PROVIDENCE, R.I. (WPRI) — One local lawmaker is planning to introduce a legislative package that he says aims to level the playing field between citizens, lobbyists and special interests.
The set of bills sponsored by state Rep. Aaron Regunberg, a Providence Democrat and candidate for lieutenant governor, proposes free parking spaces, prioritized testimony times and a child-care center to make it easier for residents to participate in the legislative process.
“Lobbyists paid by the most powerful and wealthy institutions in our state are always present at the State House and at the fundraisers that are ubiquitous during the legislative session,” Regunberg said. “This package is designed to make sure the voices of families who can’t afford a well-connected corporate lobbyist also have access to make their voices heard.”
Regunberg said the new legislation is about leveling the playing field.
“This about making sure that people have faith to know that their voice matters,” he said. “Their voice has a role to play in making policy, and that they have access to the folks that make decisions for them.”
Regunberg said the Citizen Lobbyist Easier Access Reform (CLEAR) package includes the following provisions:
- Transportation: Reserves 100 free parking spaces for visiting members of the public and creates a new bus stop at the State House.
- Child care: Establishes a child-care center for visitors to the State House that will operate during long committee hours when the legislature is in session.
- Public priority: The first 10 spaces for testimony during committee hearings will be reserved for members of the public who are not registered as lobbyists.
- Remote testimony: Invest in the needed technology to allow individuals to submit spoken testimony if they are unable to attend legislative hearings in person.
- Limits on political contributions from lobbyists.
- The maximum annual contribution total to any candidate from a registered lobbyist would be decreased from $1,000 to $100.
- Lobbyists and Political Action Committees would be prohibited from making contributions to political candidates while the legislature is in session.”
“The system for public input we have now simply does not work for parents, working people, the elderly and the disabled.
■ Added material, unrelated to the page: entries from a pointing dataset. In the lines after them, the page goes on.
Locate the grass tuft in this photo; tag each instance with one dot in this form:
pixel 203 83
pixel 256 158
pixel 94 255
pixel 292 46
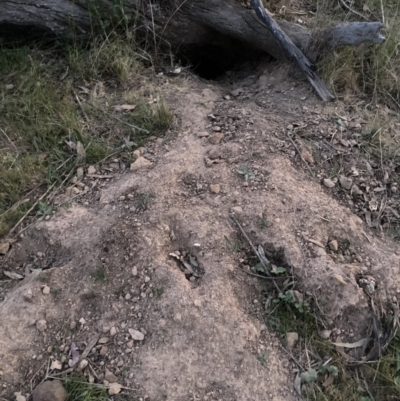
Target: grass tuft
pixel 40 115
pixel 79 389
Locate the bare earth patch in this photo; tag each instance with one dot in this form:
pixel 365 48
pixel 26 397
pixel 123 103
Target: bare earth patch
pixel 107 262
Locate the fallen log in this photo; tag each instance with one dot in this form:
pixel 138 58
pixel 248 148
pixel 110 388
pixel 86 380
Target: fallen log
pixel 185 23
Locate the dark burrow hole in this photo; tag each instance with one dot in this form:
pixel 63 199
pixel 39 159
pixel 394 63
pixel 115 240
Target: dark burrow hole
pixel 221 55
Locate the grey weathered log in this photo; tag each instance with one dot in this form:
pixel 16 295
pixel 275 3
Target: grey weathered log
pixel 292 52
pixel 188 22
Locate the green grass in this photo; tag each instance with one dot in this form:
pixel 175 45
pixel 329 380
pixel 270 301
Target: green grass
pixel 381 379
pixel 39 113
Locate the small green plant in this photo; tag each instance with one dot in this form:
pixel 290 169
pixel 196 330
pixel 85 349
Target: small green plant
pixel 263 358
pixel 158 292
pixel 235 246
pixel 43 210
pixel 245 172
pixel 100 275
pixel 141 200
pixel 289 298
pixel 78 389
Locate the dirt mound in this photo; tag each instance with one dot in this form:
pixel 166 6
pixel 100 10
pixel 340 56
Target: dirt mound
pixel 110 270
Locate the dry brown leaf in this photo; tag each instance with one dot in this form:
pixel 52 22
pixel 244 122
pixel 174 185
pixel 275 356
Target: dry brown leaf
pixel 356 344
pixel 4 247
pixel 12 275
pixel 307 156
pixel 123 107
pixel 339 278
pixel 316 242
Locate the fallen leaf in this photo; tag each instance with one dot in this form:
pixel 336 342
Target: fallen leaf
pixel 316 242
pixel 12 275
pixel 356 344
pixel 339 278
pixel 4 247
pixel 122 107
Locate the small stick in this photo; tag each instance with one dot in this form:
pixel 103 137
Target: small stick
pixel 33 207
pixel 264 277
pixel 298 151
pixel 99 176
pixel 122 121
pixel 255 251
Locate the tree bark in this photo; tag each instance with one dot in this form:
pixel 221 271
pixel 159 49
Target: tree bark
pixel 181 23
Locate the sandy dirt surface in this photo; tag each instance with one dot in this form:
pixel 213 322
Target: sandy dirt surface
pixel 170 333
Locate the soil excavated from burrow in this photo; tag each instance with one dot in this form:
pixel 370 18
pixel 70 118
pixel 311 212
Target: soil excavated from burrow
pixel 201 341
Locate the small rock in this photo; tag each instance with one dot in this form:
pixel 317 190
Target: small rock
pixel 19 397
pixel 56 365
pixel 140 162
pixel 79 172
pixel 214 154
pixel 215 188
pixel 83 364
pixel 291 339
pixel 110 377
pixel 136 334
pixel 197 303
pixel 237 210
pixel 333 245
pixel 41 325
pixel 216 138
pixel 345 182
pixel 355 190
pixel 307 156
pixel 114 389
pixel 28 295
pixel 325 334
pixel 46 290
pixel 49 391
pixel 328 183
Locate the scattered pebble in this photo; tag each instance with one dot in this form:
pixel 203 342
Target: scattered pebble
pixel 139 163
pixel 114 389
pixel 328 183
pixel 41 325
pixel 49 390
pixel 197 303
pixel 333 245
pixel 215 188
pixel 110 377
pixel 291 339
pixel 136 334
pixel 46 290
pixel 345 182
pixel 56 365
pixel 216 138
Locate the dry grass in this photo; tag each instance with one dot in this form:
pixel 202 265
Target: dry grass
pixel 39 114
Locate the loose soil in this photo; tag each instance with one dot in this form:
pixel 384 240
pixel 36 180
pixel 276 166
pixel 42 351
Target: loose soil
pixel 106 257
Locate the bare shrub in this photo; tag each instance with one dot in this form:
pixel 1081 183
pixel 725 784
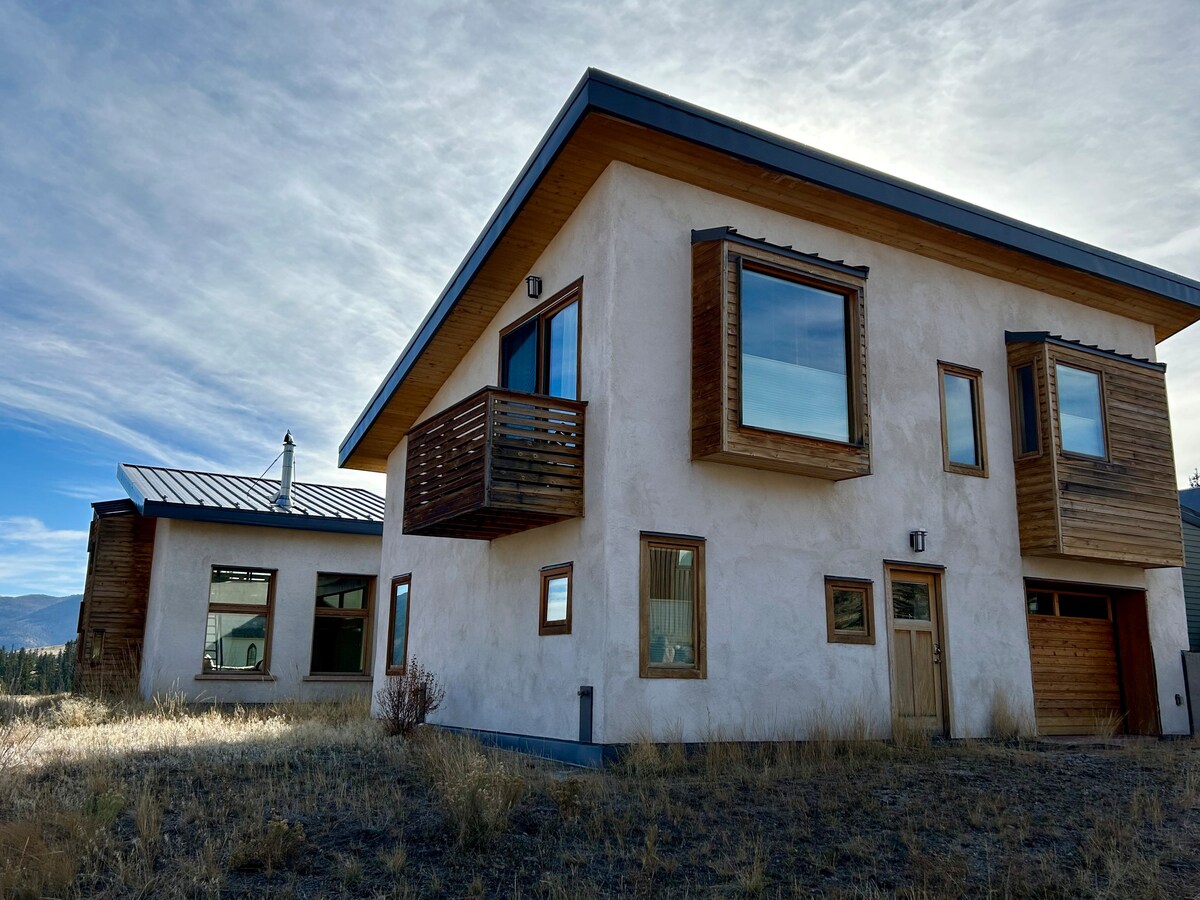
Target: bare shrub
pixel 268 847
pixel 477 787
pixel 1007 723
pixel 407 699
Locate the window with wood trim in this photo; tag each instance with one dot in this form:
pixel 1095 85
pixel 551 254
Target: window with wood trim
pixel 341 629
pixel 964 443
pixel 397 624
pixel 1080 411
pixel 672 631
pixel 555 615
pixel 779 359
pixel 540 352
pixel 1026 432
pixel 850 611
pixel 239 622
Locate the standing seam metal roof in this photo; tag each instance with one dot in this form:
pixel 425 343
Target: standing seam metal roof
pixel 238 499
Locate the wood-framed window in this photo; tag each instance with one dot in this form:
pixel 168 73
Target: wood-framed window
pixel 341 628
pixel 397 624
pixel 1068 604
pixel 964 442
pixel 672 633
pixel 555 604
pixel 850 610
pixel 540 352
pixel 240 605
pixel 1080 394
pixel 1026 415
pixel 779 359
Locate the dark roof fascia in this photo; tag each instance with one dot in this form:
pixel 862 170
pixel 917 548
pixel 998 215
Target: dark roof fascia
pixel 253 517
pixel 624 100
pixel 1059 341
pixel 114 508
pixel 232 516
pixel 726 233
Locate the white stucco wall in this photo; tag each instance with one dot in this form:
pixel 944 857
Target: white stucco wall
pixel 771 538
pixel 184 556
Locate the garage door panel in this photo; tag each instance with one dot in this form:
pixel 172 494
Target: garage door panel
pixel 1075 676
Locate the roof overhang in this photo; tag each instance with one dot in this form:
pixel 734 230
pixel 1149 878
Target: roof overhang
pixel 607 119
pixel 162 509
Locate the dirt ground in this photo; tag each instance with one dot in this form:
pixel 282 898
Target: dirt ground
pixel 319 802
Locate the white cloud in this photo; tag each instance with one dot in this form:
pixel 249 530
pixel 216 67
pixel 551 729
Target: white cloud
pixel 228 220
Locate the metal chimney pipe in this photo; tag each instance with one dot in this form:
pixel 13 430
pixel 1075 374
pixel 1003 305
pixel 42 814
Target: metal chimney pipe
pixel 289 472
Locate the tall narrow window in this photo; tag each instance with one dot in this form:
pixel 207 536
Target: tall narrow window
pixel 397 624
pixel 240 603
pixel 672 607
pixel 540 354
pixel 1025 394
pixel 795 355
pixel 1080 411
pixel 963 435
pixel 850 611
pixel 341 624
pixel 556 600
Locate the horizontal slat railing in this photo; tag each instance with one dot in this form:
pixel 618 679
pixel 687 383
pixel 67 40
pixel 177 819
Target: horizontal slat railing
pixel 496 463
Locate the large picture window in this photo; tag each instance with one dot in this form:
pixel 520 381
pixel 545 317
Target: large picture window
pixel 793 357
pixel 397 624
pixel 672 607
pixel 1080 411
pixel 237 639
pixel 540 353
pixel 341 624
pixel 778 358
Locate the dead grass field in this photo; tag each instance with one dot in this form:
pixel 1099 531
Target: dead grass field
pixel 316 801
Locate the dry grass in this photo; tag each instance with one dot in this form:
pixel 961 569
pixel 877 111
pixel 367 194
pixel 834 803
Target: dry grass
pixel 163 799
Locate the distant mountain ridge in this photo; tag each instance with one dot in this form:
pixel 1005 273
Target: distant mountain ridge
pixel 39 619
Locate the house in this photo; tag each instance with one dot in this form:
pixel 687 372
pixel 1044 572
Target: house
pixel 231 588
pixel 713 435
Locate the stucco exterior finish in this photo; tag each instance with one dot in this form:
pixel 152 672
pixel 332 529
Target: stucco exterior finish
pixel 771 538
pixel 184 556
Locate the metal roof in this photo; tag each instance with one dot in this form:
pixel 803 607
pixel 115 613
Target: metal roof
pixel 237 499
pixel 1189 497
pixel 1047 337
pixel 609 95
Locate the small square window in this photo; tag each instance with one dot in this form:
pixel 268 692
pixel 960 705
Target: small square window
pixel 556 600
pixel 850 611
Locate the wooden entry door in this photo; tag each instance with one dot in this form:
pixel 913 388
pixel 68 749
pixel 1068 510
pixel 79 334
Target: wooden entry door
pixel 918 681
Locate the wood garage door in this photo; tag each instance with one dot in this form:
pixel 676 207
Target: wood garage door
pixel 1077 681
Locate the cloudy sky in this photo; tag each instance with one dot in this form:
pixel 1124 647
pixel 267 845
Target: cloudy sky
pixel 221 221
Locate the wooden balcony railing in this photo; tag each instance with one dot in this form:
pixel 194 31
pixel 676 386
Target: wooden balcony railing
pixel 496 463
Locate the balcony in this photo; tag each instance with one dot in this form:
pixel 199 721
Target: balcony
pixel 496 463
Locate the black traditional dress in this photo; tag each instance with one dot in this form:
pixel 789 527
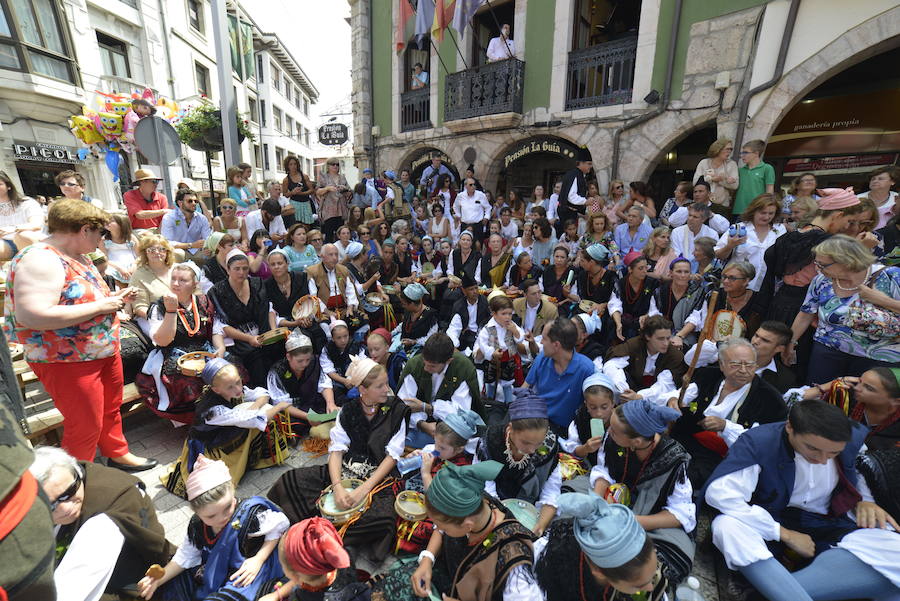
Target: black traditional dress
pixel 181 391
pixel 564 574
pixel 529 481
pixel 365 443
pixel 252 318
pixel 635 303
pixel 243 440
pixel 651 483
It’s stifling our conversation on the issues, but it’s something we can fix,” Regunberg said. “If you can’t afford a State House lobbyist, you still deserve to be heard in Rhode Island. And if you are a State House lobbyist, then your case should rest on the strength of your argument not on the amount on your campaign check.”
A hearing on the legislative package proposal is expected to happen within the next few months.
John Marion, executive director of the good-government group Common Cause Rhode Island, said physically showing up on Smith Hill can have an effect on lawmakers. “If constituents actually show up, they’re going to pay attention, so it’s important that people get in there,” he said.